# Make image cuts file

In [None]:
from lhotse.cut import MonoCut, CutSet
from pathlib import Path
from pprint import pprint
from typing import Union
import numpy as np
from lhotse import fastcopy


def attach_image(
    cut, key: str, path_or_object: Union[str, np.ndarray, bytes]
):
    from lhotse.image.image import Image
    from lhotse.image.io import PillowInMemoryWriter

    # Handle different types of input
    if isinstance(path_or_object, (str, Path)):
        # It's a path, directly reference the file without writing anything
        # Get the dimensions by opening the image
        import PIL.Image as PILImage

        with PILImage.open(path_or_object) as img:
            width, height = img.size

        # Create an Image manifest pointing to the original file
        # We'll use the original file extension to determine the file name in storage_key
        path = Path(path_or_object)
        storage_key = str(path.name)
        # Use the parent directory as storage_path
        storage_path = str(path.parent)

        image_manifest = Image(
            storage_type="pillow_files",
            storage_path=storage_path,
            storage_key=storage_key,
            width=width,
            height=height,
        )
    else:
        # For numpy arrays or bytes, use in-memory writer
        writer = PillowInMemoryWriter()
        with writer:
            image_manifest = writer.store_image(key, path_or_object)

    cut.custom[key] = image_manifest
    return cut



def make_image_cuts_file(image_dir):
    """Create a cuts file with image cuts."""

    cuts = []
    for image_file in sorted(Path(image_dir).glob("*/*.jpg")):
        cut = MonoCut(
            id=image_file.stem,
            start=0.0,
            duration=1.0,  # Assuming each image represents a 1-second cut
            channel=0,
            supervisions=[],
            custom={"image_text": "text prompt for image"},
        )
        # Attach the image using its path. Lhotse will handle creating the Image manifest internally.

        try:
            cut = cut.attach_image(key="image", path_or_object=image_file)
        except Exception as e:
            cut = attach_image(
                cut=cut,
                key="image",
                path_or_object=image_file,
            )


        cuts.append(cut)

        if len(cuts) % 100 == 0:
            print(f"\nProcessed {len(cuts)} images...")
            pprint(cut.to_dict())
        

    cutset = CutSet.from_cuts(cuts)
    cutset.to_jsonl("image_cuts.jsonl.gz")
    print(f"Created cuts file with {len(cuts)} image cuts at 'image_cuts.jsonl.gz'.")
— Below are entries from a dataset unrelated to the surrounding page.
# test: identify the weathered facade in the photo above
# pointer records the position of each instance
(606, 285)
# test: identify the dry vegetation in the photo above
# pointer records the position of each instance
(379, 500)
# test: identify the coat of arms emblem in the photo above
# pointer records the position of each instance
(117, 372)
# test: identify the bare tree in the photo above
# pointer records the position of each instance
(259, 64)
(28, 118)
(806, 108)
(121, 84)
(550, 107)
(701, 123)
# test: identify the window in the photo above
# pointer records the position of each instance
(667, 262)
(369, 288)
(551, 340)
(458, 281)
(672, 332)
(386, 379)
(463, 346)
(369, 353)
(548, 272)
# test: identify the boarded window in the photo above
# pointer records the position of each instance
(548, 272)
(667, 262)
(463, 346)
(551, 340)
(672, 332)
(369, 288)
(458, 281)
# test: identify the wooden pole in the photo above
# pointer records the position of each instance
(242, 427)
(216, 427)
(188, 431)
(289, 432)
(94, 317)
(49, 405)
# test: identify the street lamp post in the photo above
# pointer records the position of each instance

image_dir = "/Users/feiteng/Downloads/testdata/images"
make_image_cuts_file(image_dir)

# Make Video cuts_file

In [6]:
# conda install ffmpeg
from torchcodec.decoders import VideoDecoder
from lhotse import CutSet, MonoCut, Recording, SupervisionSegment
from lhotse.audio.source import VideoInfo
from lhotse.audio import AudioSource, AudioLoadingError
from pathlib import Path
from pprint import pprint

def make_video_cuts_file(video_dir):
    """Create a cuts file with video cuts."""

    cuts = []
    for video_file in sorted(Path(video_dir).glob("*/*.mp4")):
        try:
            recording = Recording.from_file(video_file)
        except (AudioLoadingError, RuntimeError, TypeError) as e:  # no audio in video
            # print(f"Video file {video_file} has no audio track, creating recording manually...")
            device = "cpu"  # or e.g. "cuda" !
            decoder = VideoDecoder(str(video_file), device=device)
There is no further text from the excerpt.